As we have seen Ms. von der Leyen said to Repubblica: ” We will try different majorities. This is a necessity deriving from the fact that there is no pre-established majority in the European Parliament”. If this turns out to be a new model for managing the euro area, it would mean achieving greater autonomy for the Member States in relation to their different economic policy needs to develop conditions of growth and employment.

Italy, alike the majority of other member states, must take a new path. Budgetary policy cannot be defined in terms of abstract parameters but in relation to specific multi-year public investment program specially selected on the basis of their multiplier coefficient in increasing  growth and employment rates. Initially this inevitably means an increase in the public budget deficit.

It makes no sense to reduce public investment when private investors are in retreat due to permanent economic stagnation. A condition of underdevelopment that cannot be compensated simply by increasing the export rate which, as we have seen, is already the main support for growth. The increase in public spending is not a luxury, but the only tool left to renovate sectors that by their very nature depend on public investments such as health care, education, the environment, the rehabilitation of urban areas, together with the development of Southern Italy reduced to one of the most disadvantaged areas of the euro area.

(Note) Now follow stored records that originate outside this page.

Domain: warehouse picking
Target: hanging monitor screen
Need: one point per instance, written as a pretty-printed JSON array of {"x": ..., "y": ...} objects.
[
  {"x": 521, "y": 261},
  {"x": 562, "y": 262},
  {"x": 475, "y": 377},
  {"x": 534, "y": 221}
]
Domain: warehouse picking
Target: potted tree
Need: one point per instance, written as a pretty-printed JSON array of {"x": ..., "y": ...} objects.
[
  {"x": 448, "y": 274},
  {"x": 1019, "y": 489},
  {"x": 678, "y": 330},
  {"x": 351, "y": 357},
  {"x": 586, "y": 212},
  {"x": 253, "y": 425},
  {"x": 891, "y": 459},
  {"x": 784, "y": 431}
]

 There is no other effective way to reduce the current debt relative to GDP, without a sharp increase in national income.. Until now, the opposite has been done in the eurozone policy: the failed attempt to reuce public debt in a context of substantial economic stagnation.

A new approach is possible as wll as needed. But it remains uncertain, given that it is a field of conflict at national as well as at  European level. Next fall will tell usif the eurozone will find a new operating model or continue on the same old path. In this case, its bankruptcy will not depend on the euro but on the policy that unsuccessfully and stubbornly has been superimposed on it.